By: Reading Time: 5 Minutes

With a massive surge in technology and the rise of the virtual world it can be tricky to decipher which applications will stick around to make life easier for foodservice. Any depiction of the not-too-distant future on film of TV will always raise a smile after a decade or so. We are not regularly flying to the moon as depicted in 2001: A Space Odyssey (1968), while the question is regularly asked, “Where are our jet packs”?

We are living through some huge technological changes at the moment that promise to impact how we experience life and make transactions in the hospitality sector.

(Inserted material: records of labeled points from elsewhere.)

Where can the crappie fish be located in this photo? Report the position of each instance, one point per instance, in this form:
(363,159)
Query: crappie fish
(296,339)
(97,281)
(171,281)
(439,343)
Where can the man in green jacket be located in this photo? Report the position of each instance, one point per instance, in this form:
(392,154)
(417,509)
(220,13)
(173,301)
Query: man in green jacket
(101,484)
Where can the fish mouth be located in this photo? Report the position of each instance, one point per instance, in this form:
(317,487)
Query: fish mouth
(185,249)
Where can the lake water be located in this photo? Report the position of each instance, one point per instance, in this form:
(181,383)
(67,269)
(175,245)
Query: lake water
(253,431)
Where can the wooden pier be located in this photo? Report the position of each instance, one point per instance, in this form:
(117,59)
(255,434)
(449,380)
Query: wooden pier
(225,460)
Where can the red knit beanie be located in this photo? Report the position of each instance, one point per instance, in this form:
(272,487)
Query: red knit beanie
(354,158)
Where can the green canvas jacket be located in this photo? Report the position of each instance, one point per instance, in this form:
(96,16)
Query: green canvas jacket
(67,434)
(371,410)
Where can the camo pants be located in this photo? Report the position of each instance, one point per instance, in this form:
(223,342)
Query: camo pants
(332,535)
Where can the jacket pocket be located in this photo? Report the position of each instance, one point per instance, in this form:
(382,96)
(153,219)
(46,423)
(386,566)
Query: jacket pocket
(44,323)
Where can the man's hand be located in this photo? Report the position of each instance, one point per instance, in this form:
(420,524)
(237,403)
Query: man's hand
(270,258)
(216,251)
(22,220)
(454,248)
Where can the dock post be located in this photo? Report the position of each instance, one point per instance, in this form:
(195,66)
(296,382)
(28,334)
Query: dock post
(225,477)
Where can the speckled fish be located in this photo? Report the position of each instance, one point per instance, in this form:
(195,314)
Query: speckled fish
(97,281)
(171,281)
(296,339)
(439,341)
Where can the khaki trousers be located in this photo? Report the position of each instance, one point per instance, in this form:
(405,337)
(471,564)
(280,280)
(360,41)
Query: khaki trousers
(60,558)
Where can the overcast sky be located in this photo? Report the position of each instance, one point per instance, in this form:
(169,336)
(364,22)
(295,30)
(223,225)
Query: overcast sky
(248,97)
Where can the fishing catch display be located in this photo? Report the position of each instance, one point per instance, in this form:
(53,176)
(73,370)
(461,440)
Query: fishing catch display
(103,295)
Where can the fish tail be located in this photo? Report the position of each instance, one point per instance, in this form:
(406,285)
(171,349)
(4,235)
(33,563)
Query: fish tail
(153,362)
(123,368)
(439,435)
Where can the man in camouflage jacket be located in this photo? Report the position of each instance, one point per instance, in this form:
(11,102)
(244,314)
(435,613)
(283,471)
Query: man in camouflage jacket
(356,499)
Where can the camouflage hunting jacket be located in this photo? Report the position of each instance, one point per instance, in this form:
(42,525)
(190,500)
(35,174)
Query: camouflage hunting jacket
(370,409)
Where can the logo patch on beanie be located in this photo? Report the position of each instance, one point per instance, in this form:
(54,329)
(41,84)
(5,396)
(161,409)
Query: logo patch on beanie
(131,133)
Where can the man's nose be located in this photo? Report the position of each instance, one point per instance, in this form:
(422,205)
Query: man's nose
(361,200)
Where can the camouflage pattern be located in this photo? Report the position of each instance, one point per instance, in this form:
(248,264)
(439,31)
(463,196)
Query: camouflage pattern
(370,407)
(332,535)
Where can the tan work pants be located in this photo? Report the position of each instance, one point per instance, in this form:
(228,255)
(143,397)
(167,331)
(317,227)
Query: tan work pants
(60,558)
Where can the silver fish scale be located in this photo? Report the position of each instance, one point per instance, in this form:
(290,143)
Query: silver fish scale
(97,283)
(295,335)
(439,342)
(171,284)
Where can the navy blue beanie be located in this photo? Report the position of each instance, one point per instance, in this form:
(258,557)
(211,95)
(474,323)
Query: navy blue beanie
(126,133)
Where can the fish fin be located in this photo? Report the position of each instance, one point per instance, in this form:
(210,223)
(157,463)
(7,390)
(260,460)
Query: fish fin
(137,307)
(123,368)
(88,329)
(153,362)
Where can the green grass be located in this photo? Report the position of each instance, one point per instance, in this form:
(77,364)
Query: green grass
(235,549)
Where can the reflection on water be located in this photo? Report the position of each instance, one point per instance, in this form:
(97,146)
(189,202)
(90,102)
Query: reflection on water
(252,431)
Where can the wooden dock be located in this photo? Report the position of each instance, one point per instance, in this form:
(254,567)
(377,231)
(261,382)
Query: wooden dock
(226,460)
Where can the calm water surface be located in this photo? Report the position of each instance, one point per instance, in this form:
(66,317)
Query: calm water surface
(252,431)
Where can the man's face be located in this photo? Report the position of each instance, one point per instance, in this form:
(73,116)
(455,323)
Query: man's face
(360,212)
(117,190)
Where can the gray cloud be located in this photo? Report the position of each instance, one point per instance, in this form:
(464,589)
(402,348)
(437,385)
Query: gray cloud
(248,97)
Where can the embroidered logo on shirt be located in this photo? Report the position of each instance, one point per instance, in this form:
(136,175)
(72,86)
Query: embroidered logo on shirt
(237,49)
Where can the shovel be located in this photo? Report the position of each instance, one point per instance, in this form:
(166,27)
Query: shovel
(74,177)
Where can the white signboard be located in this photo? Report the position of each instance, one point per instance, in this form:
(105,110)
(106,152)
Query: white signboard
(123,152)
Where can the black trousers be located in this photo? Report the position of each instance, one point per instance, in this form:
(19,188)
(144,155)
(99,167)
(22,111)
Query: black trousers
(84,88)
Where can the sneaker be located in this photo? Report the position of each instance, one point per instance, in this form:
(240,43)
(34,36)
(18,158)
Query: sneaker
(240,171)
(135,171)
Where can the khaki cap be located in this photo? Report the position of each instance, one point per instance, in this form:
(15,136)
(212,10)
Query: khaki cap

Talk of NFTs (non-fungible tokens – unique digital identifier that cannot be copied or changed and whose data recorded in a blockchain) and the Metaverse can easily climb to fantastical heights about what is possible, but the question remains: how will these new technologies affect the foodservice sector? In reality.

Early adoption of Metaverse and NFTs in hospitality

“Right now, there are some practical things and some impractical things. It’s like any other trend or fad”, says Joseph Schumaker FCSI, founder and CEO of FoodSpace, a US-based foodservice consultancy. “We’re still in the early stages of how there could be greater adoption of some of these things in the foodservice industry”.

Blockchain is already established in the food sector. It has practical use for ensuring product sourcing and supply chains. “There have been some big investments from some of the big players”, says Schumaker. “Sysco Foods (a major wholesale restaurant food distributor) has had some sort of blockchain tracking mechanism for shellfish, proteins, and some produce for the better part of a decade. It’s the digitization of what used to be a manual process”.

So, when it comes to paying for goods and services will we see the day when crypto currency or will be accepted without question?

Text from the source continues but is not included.